I used the subsequent winter to develop an action plan before the next year's CSA onion deluge began: French onion soup.  It's simple, delicious, and best of all, requires three large onions.  Although it's possible to make a vegetarian version, for me French onion soup sans beef broth is one of those "just because you can, doesn't mean you should" types of things.

To make this batch of French onion soup, I used some deliciously sweet Vidalia onions from the grocery store.  I know that the mozzarella cheese isn't authentically French, but it's what we always have on hand.
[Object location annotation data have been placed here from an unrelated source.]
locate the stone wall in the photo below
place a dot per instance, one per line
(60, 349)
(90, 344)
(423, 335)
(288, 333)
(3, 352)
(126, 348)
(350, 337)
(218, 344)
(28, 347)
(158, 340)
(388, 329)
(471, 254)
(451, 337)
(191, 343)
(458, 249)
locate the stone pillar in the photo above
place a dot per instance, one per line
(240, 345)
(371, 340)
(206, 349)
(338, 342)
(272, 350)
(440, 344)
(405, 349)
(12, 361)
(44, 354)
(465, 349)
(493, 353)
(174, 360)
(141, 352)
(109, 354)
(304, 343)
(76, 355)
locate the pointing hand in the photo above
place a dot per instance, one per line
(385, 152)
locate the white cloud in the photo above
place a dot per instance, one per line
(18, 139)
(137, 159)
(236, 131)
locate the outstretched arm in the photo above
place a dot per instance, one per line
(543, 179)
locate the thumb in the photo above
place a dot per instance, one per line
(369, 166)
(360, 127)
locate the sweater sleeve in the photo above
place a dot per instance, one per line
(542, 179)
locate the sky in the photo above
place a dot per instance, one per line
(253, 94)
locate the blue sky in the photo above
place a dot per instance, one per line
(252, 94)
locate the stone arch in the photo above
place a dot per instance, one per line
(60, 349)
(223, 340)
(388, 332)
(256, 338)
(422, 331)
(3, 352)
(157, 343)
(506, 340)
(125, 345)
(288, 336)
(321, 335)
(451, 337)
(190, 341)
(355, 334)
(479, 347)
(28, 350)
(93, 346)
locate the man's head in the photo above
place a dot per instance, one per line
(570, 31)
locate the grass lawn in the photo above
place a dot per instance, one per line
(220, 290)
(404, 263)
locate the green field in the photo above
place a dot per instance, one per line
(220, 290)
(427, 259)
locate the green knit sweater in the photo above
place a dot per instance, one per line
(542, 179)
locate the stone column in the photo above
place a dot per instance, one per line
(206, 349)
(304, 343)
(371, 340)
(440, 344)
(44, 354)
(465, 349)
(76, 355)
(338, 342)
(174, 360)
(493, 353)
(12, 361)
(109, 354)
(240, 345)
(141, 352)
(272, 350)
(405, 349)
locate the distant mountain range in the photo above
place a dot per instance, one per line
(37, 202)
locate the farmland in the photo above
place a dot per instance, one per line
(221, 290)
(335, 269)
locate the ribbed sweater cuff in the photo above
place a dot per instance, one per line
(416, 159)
Adapted from the Betty Crocker Cookbook

Serves four

Ingredients:

French Onion Soup Ingredients  
  • 2 tablespoons butter
  • 3 large onions, sliced and separated into rings
  • 2 10.5 ounce cans condensed beef broth
  • 1 1/2 cups water
  • 1/8 teaspoon pepper
  • 1/8 teaspoon dried thyme
  • 1 dried bay leaf
  • 4 1-inch think slices of French bread
  • shredded mozzarella cheese

Melt butter in a Dutch oven over medium-high heat and add the onions.  They should just about fill the Dutch oven to the brim.

Onions before cooking

Cook the onions for 10 minutes, stirring occasionally to coat all of the onions with butter.  Reduce heat to medium-low.  Cook for about 40 minutes, stirring every five minutes or so, until the onions are golden brown.  The volume of the onions will shrink dramatically.

Onions after cooking

Stir in the broth, water, pepper, thyme, and bay leaf.  Bring to a boil, cover, and reduce heat.  Simmer for 15 minutes.  Remove bay leaf.

Meanwhile, toast bread.

Ladle soup into 4 oven-proof bowls (do not use glass bowls, as they may shatter under the broiler).  Place a piece of toasted bread in each bowl and sprinkle with mozzarella cheese.  Put the bowls of soup on a baking sheet and broil for about 2 minutes, or until cheese is bubbly and golden brown.

French Onion Soup

Note: since Mike and I are a family of two, we have leftover soup for lunch the next day.  If your workplace break room doesn't feature a broiler, you can place the toasted bread and cheese in the bowl of soup for the last 30 seconds or so of microwaving.  The cheese won't brown, but your French onion soup will still handily beat out instant Ramen noodles in the taste department.